The Walls of Sana'a (Pier Paolo Pasolini, 1971, Italy)

The Walls of Sana'a is a 1971 short documentary by Pier Paolo Pasolini. The film opens with shots of a field, and a man cracking a whip - whom we learn is a "scarecrow." We learn we are in the largest city in Yemen - Sana'a. Pasolini provides the narration, and we learn that the country was ancient only until about 10 years ago. We learn about the revolutionary movement burgeoning in the country - a socialist revolution -"as happens in the Third World." Pasolini informs about the developments coming from the Chinese, whose presence in the country is felt by the numerous roads they have built.

Pasolini informs of the "corruption process" of consumerism which has been introduced recently in the country. We learn about the influence of Nasser on the development of the country, and we receive a tour of various government offices including the ministry of defense, the national bank, and the house of the President. Pasolini is happy however that the old town city remains intact. With the narration taking a backseat, his camera shows us the architecture of the old town, with the sound of a local group singing in the background. 

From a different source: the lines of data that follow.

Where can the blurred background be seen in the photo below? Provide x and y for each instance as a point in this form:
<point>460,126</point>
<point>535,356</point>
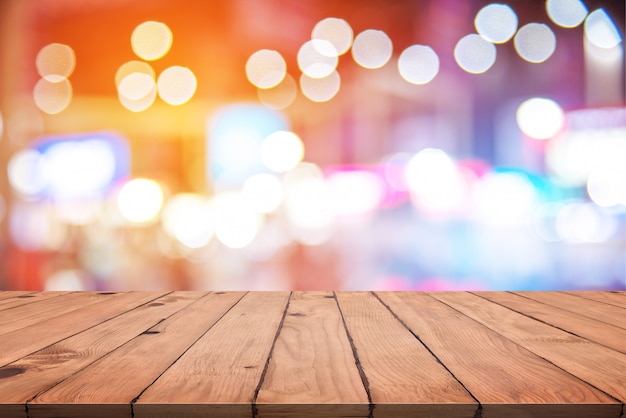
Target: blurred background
<point>318,144</point>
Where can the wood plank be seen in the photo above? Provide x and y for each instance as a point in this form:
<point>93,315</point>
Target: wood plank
<point>5,294</point>
<point>107,387</point>
<point>23,341</point>
<point>22,380</point>
<point>26,298</point>
<point>580,325</point>
<point>220,374</point>
<point>600,366</point>
<point>590,308</point>
<point>24,316</point>
<point>312,372</point>
<point>403,378</point>
<point>507,379</point>
<point>612,298</point>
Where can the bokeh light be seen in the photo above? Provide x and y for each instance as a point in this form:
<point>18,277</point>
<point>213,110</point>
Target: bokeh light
<point>317,58</point>
<point>581,222</point>
<point>176,85</point>
<point>281,151</point>
<point>372,48</point>
<point>601,30</point>
<point>55,62</point>
<point>52,97</point>
<point>25,172</point>
<point>540,118</point>
<point>281,95</point>
<point>266,68</point>
<point>354,193</point>
<point>496,23</point>
<point>236,224</point>
<point>133,66</point>
<point>140,200</point>
<point>474,54</point>
<point>505,199</point>
<point>264,192</point>
<point>566,13</point>
<point>535,42</point>
<point>320,89</point>
<point>189,218</point>
<point>336,31</point>
<point>418,64</point>
<point>606,185</point>
<point>151,40</point>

Pasolini laments the neo-capitalism which is destroying the ancient town. We are then taken to Italy, where residents complain that new construction is destroying the local beauty of a town. Pasolini does not want Sana'a to follow the same fate as what has happened in Italy - for Italy, it is "the end," but Yemen still has the chance to be saved. Pasolini petitioned UNESCO to preserve Sana'a, and the film was a UNESCO project to preserve the city. As an impassioned plea for preservation, the film fits in line with Pasolini's political messaging throughout his narrative films, especially his Trilogy of Life.